Researchers at Rutgers University have developed a way to cool tiny chips with a combination of graphene and boron nitride crystal substrate.
“You can fit graphene, a very thin, two-dimensional material that can be miniaturized, to cool a hot spot that creates heating problems in your chip,” said Eva Andrei, Board of Governors professor of physics in the Department of Physics and Astronomy at Rutgers. “This solution doesn’t have moving parts and it’s quite efficient for cooling.”
Rutgers said it was able to achieve a power factor—the effectiveness of active cooling—two times higher than previous thermoelectric coolers.
The benefits of graphene are vast—it has only one-atom-thick layer and the thinnest flakes consist of carbon atoms arranged in honeycomb lattice that looks like chicken wire. It conducts electricity better than copper and is 100 times stronger than steel while having the ability to quickly diffuse heat.
In silicon dioxide—the traditional base for electronic chips—the material hinders performance because it scatters electronics that can carry heat away. In devices such as smartphones or computers, billions of transistors generate a considerable amount of heat. Because this heat hampers performance, the need for cooling is a must.
How They Did It
Current cooling methods include the use of little fans or water cooling, but both are bulky methods that can either break down or leak harming computers and other electronics.
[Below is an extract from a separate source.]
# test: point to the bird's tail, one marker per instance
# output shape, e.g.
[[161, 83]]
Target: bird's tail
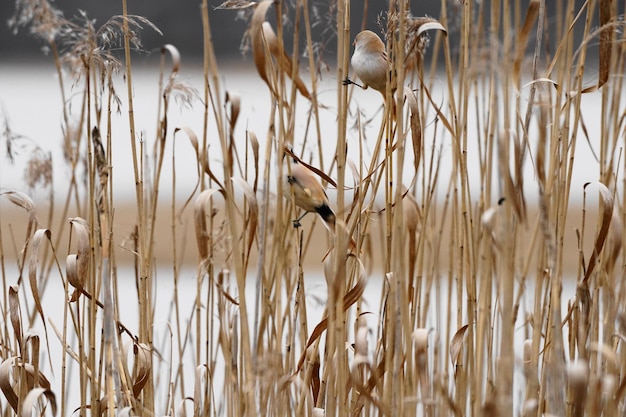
[[327, 214]]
“In a refrigerator, you have compression that does the cooling and you circulate a liquid,” Andrei said. “But this involves moving parts and one method of cooling without moving parts is called thermoelectric cooling.”
In electronics, thermoelectric cooling involves connecting a piece of wire, such as copper, to a hot chip and the heat is carried away passively. If the metal has both hot and cold ends, the metal’s atoms and electronics zip around the hot end and are sluggish at the cold end. Rutgers researchers applied voltage to the metal, sending a current from the hot end to the cold end, carrying away heat much more efficiently than via passive cooling.
Graphene is superior in both its passive and active cooling capability, making the material an excellent cooler.
“The electronics industry is moving towards this kind of cooling,” Andrei said. “There’s a very big research push to incorporate these kinds of coolers. There is a good chance that the graphene cooler is going to win out. Other materials out there are much more expensive, they’re not as thin and they don’t have such a high-power factor.”